How to panic a guest domain in Solaris

I recently came across a Solaris 10 guest domain in a hung state.
I accessed its console from the primary domain but I was not able to see a login prompt or anything for that matter.

I was able to ping the server but unable to login to it via ssh.

Hence we decided to reboot the guest domain but we wanted to make sure that a crash dump was generated which could be shared with Oracle support for further analysis.

We decided to induce a kernel panic in the guest domain to ensure the generation of a crash dump on system restart.

The command used to accomplish this is ldm panic-domain.

[sahil@primary-domain-p:~] $ sudo ldm panic-domain test-domain-g
[sahil@primary-domain-p:~] $ sudo ldm list test-domain-g
NAME             STATE      FLAGS   CONS    VCPU  MEMORY   UTIL  NORM  UPTIME
test-domain-g active     -t----  5002    64    158G     100%  100%  157d 1h
[sahil@primary-domain-p:~] $ sudo console test-domain-g
Trying 127.0.0.1...
Connected to localhost.
Escape character is '^]'.

Connecting to console "test-domain-g" in group "test-domain-g" ....
Press ~? for control options ..
 6:21 100% done
100% done: 1523171 pages dumped, dump succeeded
rebooting...
Resetting...
NOTICE: Entering OpenBoot.
NOTICE: Fetching Guest MD from HV.
NOTICE: Starting additional cpus.
NOTICE: Initializing LDC services.
NOTICE: Probing PCI devices.
NOTICE: Finished PCI probing.


The ldm panic-domain command ensured that a crash dump was generated when the guest domain underwent a reboot.

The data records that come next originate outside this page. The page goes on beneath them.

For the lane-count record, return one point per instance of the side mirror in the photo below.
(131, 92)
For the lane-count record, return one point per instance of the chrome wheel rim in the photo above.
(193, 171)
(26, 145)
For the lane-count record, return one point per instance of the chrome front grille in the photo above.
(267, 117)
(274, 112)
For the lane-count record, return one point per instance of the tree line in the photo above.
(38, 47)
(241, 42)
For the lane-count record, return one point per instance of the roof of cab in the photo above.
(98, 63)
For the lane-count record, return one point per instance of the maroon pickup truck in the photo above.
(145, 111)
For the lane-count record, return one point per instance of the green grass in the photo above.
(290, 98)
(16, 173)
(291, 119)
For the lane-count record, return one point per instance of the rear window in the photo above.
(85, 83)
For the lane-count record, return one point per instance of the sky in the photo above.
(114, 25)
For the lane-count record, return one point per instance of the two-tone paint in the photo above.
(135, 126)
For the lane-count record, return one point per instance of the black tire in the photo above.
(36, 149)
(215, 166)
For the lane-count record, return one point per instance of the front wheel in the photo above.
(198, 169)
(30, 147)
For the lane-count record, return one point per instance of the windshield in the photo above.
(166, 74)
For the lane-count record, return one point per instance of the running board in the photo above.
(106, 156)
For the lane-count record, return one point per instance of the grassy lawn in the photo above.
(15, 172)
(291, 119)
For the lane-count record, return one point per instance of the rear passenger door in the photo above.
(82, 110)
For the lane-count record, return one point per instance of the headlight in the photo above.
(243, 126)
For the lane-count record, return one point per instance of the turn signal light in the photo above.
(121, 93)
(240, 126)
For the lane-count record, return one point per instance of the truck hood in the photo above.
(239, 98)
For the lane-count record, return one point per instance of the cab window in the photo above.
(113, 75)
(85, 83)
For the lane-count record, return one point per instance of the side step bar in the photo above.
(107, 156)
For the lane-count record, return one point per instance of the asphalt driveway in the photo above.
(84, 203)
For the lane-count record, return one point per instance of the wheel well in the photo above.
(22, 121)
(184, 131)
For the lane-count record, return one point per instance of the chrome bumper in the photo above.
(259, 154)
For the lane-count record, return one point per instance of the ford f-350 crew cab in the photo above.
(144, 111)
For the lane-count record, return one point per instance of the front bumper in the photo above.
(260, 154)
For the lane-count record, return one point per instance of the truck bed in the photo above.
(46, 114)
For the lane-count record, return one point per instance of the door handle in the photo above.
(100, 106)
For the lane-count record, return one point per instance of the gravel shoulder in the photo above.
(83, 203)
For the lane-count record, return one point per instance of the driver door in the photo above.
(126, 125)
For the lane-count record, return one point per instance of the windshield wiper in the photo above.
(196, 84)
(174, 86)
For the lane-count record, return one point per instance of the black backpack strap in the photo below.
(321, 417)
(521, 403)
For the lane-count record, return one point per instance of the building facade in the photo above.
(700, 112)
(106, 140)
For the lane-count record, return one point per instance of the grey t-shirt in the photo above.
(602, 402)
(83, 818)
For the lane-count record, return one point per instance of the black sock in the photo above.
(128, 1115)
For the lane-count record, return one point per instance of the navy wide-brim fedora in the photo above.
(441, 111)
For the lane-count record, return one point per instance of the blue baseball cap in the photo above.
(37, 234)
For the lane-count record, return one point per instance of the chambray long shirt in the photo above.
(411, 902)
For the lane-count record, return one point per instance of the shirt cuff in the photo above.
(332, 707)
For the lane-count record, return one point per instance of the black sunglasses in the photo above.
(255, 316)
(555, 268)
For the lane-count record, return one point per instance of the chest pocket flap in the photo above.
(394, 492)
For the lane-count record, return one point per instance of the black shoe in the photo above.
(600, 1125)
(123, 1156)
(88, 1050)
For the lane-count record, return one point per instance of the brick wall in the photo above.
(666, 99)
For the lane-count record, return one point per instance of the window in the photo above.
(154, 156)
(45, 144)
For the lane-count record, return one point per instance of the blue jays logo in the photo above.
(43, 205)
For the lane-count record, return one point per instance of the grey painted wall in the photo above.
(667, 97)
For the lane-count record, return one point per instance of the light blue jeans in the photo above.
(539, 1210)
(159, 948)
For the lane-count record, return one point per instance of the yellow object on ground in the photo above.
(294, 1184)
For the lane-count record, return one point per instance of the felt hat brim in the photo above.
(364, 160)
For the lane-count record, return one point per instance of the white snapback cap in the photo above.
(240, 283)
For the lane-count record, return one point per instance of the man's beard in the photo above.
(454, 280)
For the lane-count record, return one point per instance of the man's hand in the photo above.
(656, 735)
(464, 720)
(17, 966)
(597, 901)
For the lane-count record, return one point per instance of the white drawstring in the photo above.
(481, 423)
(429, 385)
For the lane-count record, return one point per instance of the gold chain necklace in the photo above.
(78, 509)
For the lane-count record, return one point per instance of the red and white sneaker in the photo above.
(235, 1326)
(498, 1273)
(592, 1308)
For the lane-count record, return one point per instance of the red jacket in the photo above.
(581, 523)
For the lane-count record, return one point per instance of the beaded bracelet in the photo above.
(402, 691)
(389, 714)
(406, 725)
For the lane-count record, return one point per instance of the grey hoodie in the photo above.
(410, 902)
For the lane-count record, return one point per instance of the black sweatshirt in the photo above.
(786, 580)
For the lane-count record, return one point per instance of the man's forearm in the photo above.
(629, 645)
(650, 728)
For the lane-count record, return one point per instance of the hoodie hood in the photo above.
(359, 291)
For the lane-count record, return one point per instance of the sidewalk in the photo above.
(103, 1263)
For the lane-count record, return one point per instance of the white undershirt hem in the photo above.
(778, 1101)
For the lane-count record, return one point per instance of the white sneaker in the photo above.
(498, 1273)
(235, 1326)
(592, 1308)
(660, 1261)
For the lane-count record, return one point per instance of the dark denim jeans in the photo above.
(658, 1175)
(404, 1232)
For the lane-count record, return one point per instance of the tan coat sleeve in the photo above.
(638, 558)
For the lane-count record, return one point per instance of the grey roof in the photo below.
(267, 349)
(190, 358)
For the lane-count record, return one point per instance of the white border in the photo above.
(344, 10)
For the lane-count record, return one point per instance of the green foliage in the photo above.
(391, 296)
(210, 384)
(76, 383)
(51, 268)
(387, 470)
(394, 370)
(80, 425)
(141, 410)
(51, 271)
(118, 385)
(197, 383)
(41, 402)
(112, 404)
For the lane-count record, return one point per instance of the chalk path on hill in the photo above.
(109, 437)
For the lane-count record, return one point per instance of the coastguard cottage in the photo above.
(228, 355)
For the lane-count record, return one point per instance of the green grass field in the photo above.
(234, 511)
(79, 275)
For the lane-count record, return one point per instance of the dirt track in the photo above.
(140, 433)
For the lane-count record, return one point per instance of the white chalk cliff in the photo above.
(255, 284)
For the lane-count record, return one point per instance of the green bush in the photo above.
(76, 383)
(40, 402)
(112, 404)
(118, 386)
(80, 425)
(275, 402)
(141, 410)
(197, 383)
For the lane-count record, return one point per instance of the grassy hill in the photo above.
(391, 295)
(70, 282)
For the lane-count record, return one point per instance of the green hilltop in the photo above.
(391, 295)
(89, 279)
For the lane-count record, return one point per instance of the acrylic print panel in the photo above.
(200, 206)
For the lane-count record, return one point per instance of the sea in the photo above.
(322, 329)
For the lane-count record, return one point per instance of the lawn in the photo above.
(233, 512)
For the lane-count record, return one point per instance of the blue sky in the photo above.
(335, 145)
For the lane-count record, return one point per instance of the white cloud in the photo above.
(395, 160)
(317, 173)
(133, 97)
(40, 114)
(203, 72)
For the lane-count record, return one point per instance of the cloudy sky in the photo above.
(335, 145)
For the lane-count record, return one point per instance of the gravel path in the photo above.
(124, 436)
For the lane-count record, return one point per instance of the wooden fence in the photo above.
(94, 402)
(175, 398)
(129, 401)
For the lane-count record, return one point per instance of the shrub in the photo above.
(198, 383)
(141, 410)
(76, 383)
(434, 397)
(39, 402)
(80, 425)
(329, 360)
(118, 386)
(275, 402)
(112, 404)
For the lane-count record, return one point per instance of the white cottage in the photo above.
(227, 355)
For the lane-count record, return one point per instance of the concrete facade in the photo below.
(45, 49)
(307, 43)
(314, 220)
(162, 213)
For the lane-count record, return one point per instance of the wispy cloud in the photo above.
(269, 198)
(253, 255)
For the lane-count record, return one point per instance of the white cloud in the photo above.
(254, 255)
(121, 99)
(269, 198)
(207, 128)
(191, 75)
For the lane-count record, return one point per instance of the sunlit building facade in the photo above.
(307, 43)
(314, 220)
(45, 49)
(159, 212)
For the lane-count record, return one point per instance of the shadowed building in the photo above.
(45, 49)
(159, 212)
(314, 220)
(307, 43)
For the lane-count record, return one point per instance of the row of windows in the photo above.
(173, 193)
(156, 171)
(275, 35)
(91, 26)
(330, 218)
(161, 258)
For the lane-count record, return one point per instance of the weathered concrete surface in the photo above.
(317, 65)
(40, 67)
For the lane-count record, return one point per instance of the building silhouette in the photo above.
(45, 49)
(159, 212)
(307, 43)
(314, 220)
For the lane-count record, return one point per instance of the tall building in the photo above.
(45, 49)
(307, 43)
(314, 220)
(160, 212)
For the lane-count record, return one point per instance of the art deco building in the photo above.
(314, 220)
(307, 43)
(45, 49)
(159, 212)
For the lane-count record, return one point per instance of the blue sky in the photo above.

I hope this quick tip was helpful.

Monday, 6 November 2017

Shutdown a zone stuck in down state

While working on a patching activity I came across an issue wherein the swap file system temporarily mounted for a zone did not get unmounted properly during the installpatchset phase.

swap                   295G     8K   295G     1%    /zones/lab-zone/lu


From the zoneadm list output, I observed that the zone to which the above file system belonged to was somehow stuck in down state.

usport-lab-g# zoneadm list -icv
  ID NAME             STATUS     PATH                           BRAND    IP
   0 global           running    /                              native   shared
   7 lab-zone       down       /zones/lab-zone              native   shared

Further investigation revealed that the zoneadmd process for the zone was still active.

usport-lab-g# ps -ef | grep zoneadmd
    root  6962  6863   0 06:31:49 pts/1       0:00 grep zoneadmd
    root 21890     1   0 06:12:45 ?           0:01 zoneadmd -z lab-zone

I forcefully terminated this process with the kill command.

usport-lab-g# kill -9 21890
usport-lab-g# ps -ef | grep zoneadmd
    root  7025  6863   0 06:32:00 pts/1       0:00 grep zoneadmd

This fixed the problem and the zone was now in the installed state as I anticipated.

[ssuri@usport-lab-g:~] $ sudo zoneadm list -icv
  ID NAME             STATUS     PATH                           BRAND    IP
   0 global           running    /                              native   shared
   - lab-zone       installed  /zones/lab-zone              native   shared


I hope this quick tip was helpful for you and I thank you for reading.